As defined in the above scenario, Javascript can manifest a code that will make the user data much vulnerable to the attacker. Thus if sensitive data is used in any scenario where cautious web browser security settings are not provided, the user data will be prone to any attack.
As described in the above report
“For instance, one method malware authors use to accomplish this is by embedding an obfuscated Adobe Flash file within the JavaScript. Flash is frequently used due to its seemingly never-ending set of vulnerabilities.”
Where can you find the settings?
Different web browsers have different security settings to be defined. To check the correct setting is the responsibility of a user. These customized settings are useful to ensure that the information from the user is not as vulnerable to the attacker. Each web browser is different, hence setting options are available at different locations.
For example, In Internet Explorer, these settings can be found by clicking Tools on your menu bar, -> Internet Options -> Security tab -> Custom Level button.
In Firefox, the navigation path is Tools (menu bar) -> Options -> Content, Privacy-> Security tabs to explore the basic security options.
How do we keep web security sanity?
Various points to consider while making our web browser settings secure are as below:
- Update your Web browser to the latest version: It is recommended to keep the browser updated in order to get any latest fix provided in the update.
- Select Automatic clear history option when you exit from the browser
- Configure browser Privacy and security settings: Review your browser’s privacy and security settings to make sure the settings make your browser access secure with what’s checked or unchecked. For example, look to see if your browser is blocking third-party cookies, which can enable advertisers to track your online activities.

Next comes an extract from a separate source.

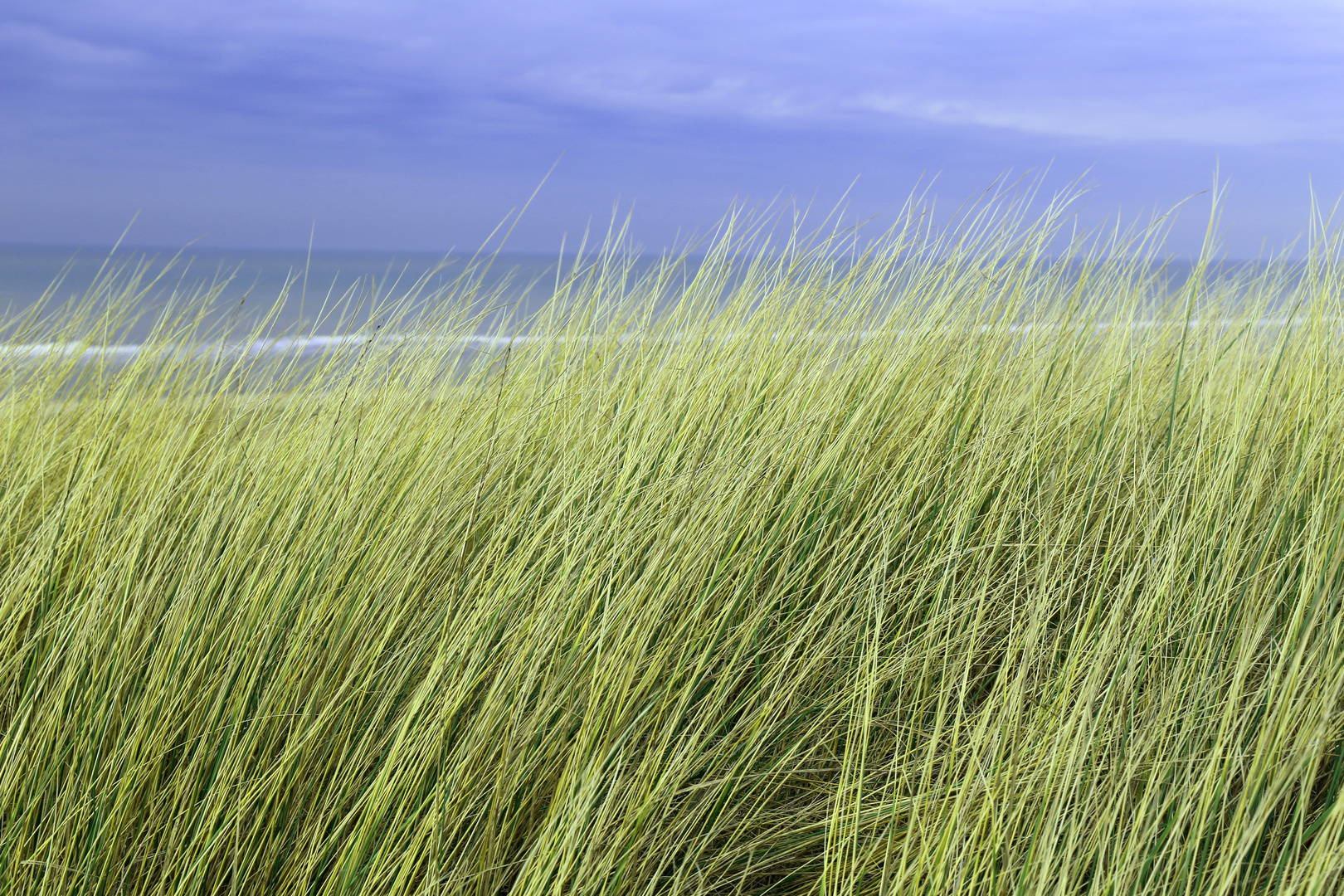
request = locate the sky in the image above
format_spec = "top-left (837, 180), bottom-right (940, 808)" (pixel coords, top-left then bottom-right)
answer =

- Do not make any private data entry on Public Computers: It is important to note that making any private entry on public computers or using public internet makes the data vulnerable. Being set up for multi-factor authentication can also help mitigate the threat of your password stolen by a public computer. When you finish using a public computer, always clear the browser data, completely close out of the browser, and restart the computer.
- Do not store passwords in your browser: To make the task easy, usually, users save their home banking, credit card or other confidential passwords on their browser. Though this makes it easier for the user to access their data but makes this data very much vulnerable for attack
- Using encrypted connections to access websites: Be cautious of using an encrypted connection to access the website you are browsing. In most web browsers, you will see this in the address bar as “http” (not encrypted) or “https” (encrypted). Some browsers have stopped showing “http” or “https” and instead use a green lock icon representing encrypted and a red, yellow, or gray warning symbol for not encrypted.
If your connection to a website you are browsing is not encrypted, the data you send to that website (including passwords and credit card numbers) may be viewable by others.
- Uninstall Plug-ins with poor security: Browser plug-ins such as Java and Flash have a poor security reputation and most web browsers have either blocked them out or are in the process of blocking them out.
Unfortunately, some applications built around these plug-ins have been slow to shift to more modern alternatives. If you don’t absolutely need a particular plug-in to get your job done, you should uninstall it completely.
- Scrutinize extensions: Browser extension is an important feature to be aware of when considering the security and privacy implications. Extensions are written by third-party developers and which when installed allow your web browser to share some or all of your browsing data with the extension. Attackers can create malicious extensions designed to steal your private data.
- Consider disabling JavaScript, Java, and ActiveX controls.
- Block pop-up windows: Some of these pop-ups may be malicious and hide attacks. This may block malicious software from being downloaded to your computer
For specific browser security and privacy settings, read the recommendations and steps outlined in the Department of Homeland Security’s “Securing Your Web Browser”. The guide also explains browser features and their associated risks, such as ActiveX, Java, certain plug-ins, cookies, and JavaScript.